NYT Sudoku
The Times added Sudoku puzzles to its print edition in the mid-2000s as
the global Sudoku craze took off, then folded them into the Games app
alongside the Crossword and Spelling Bee. Digital play now includes four
daily difficulties, auto-check, notes mode, and streak tracking.
- Launch: mid-2000s in print; later integrated into NYT Games on web and mobile.
- Formats: Easy through Expert grids with optional timers and mistake limits.
- Features: pencil marks, autofill notes, and “check” tools for newer solvers.
Official access and pricing
Play Sudoku at NYTimes.com/puzzles/sudoku. The Times offers four daily difficulties free on web and in the app with a logged-in account; deeper archives, streak stats, and the ad-free app experience are perks of an NYT Games or All Access subscription.
Strategy by skill level
- Start with singles: scan rows, columns, and boxes for places where a digit can only fit once.
- Use pencil marks: note candidates per cell to reveal hidden singles after each placement.
- Spot pairs and triples: when two cells in a unit share the same pair of numbers, eliminate those numbers elsewhere in the unit.
- Graduate to patterns: X-Wing and Swordfish techniques catch repeating candidates in aligned rows and columns on harder puzzles.
- Box-line reduction: if a candidate only appears in one row of a box, remove it from the rest of that row in neighboring boxes.
Starting plan: fill all given numbers into candidates mode, then sweep each 3×3 box for hidden singles.
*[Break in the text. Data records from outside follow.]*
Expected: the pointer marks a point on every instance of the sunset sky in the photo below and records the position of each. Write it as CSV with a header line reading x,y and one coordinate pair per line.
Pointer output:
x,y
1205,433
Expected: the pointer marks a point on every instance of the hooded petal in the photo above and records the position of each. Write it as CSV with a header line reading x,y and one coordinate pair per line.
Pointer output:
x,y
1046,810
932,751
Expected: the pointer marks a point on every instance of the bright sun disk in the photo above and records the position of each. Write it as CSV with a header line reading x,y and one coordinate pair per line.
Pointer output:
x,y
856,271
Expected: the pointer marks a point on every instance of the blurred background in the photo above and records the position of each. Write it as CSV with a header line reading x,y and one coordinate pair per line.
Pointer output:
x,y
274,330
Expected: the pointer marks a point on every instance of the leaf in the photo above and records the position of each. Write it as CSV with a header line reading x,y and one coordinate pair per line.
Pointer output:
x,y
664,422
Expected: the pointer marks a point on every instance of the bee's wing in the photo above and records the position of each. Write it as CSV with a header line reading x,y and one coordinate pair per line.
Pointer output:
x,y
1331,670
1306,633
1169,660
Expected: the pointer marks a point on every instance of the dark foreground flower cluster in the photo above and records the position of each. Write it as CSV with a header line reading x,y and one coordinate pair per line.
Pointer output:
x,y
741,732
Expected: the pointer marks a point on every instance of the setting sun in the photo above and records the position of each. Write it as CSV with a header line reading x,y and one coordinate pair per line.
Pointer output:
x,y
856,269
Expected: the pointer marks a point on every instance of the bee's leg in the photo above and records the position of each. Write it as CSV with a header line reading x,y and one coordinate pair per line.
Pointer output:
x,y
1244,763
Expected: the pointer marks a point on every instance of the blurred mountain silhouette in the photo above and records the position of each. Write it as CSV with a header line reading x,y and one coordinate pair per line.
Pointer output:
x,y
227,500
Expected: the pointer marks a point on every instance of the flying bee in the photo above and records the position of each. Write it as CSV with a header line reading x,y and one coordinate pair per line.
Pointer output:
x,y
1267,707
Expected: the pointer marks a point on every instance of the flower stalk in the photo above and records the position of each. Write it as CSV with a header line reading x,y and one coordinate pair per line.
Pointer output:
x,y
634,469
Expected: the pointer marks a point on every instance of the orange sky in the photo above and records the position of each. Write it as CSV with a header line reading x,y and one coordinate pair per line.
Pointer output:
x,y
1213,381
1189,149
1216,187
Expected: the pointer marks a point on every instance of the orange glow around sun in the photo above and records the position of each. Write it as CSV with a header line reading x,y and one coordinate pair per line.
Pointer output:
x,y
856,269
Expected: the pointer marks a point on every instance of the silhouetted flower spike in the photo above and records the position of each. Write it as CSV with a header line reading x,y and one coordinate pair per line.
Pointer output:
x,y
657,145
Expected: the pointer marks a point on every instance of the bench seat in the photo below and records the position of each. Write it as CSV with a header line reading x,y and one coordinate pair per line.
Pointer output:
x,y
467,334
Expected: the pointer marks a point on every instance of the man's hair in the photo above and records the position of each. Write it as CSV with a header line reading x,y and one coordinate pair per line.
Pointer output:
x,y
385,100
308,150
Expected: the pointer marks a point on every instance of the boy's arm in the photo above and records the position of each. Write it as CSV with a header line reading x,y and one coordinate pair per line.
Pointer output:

Move to line-based scans (rows and columns) to lock in pairs, and only then attempt advanced patterns. When stuck, toggle off auto-check and test a candidate chain in one corner to see if it forces a contradiction—undo if necessary.
Deliberate drills and timing goals
Adopt a rotating practice plan: on Mondays aim to clear all singles in under two minutes; midweek, focus on spotting pointing pairs and box-line reductions; on weekends, pick one advanced technique (X-Wing, XY-Wing, Swordfish) and apply it at least twice per puzzle. Track how often each tactic appears—the log becomes your personal "Genius" ladder for logic play.
- Corner drill: choose one 3×3 box and solve it completely before moving on. This isolates deduction and prevents scattered guessing.
- Candidate sweep: after every placement, rescan the affected row, column, and box to erase now-impossible numbers. Consistency yields cascading singles.
- Time splits: set a five-minute cap for the opening phase; if you have not placed at least 15 numbers, restart and adjust your scan order.
- Reconstruction: finish a puzzle, erase all givens, and rebuild using only pencil marks. The reconstruction step cements pattern recognition for tougher Expert grids.
Interesting facts
NYT Sudoku joined the platform to give solvers a numbers-based break from word puzzles. Its timer settings mirror the Crossword’s streak tracking, letting players measure personal bests across both logic and vocabulary games.
Practice idea: replay a completed puzzle in “notes only” mode, removing all given digits, and rebuild the solution using just candidate logic. This trains deduction and reduces reliance on guesswork in Expert grids.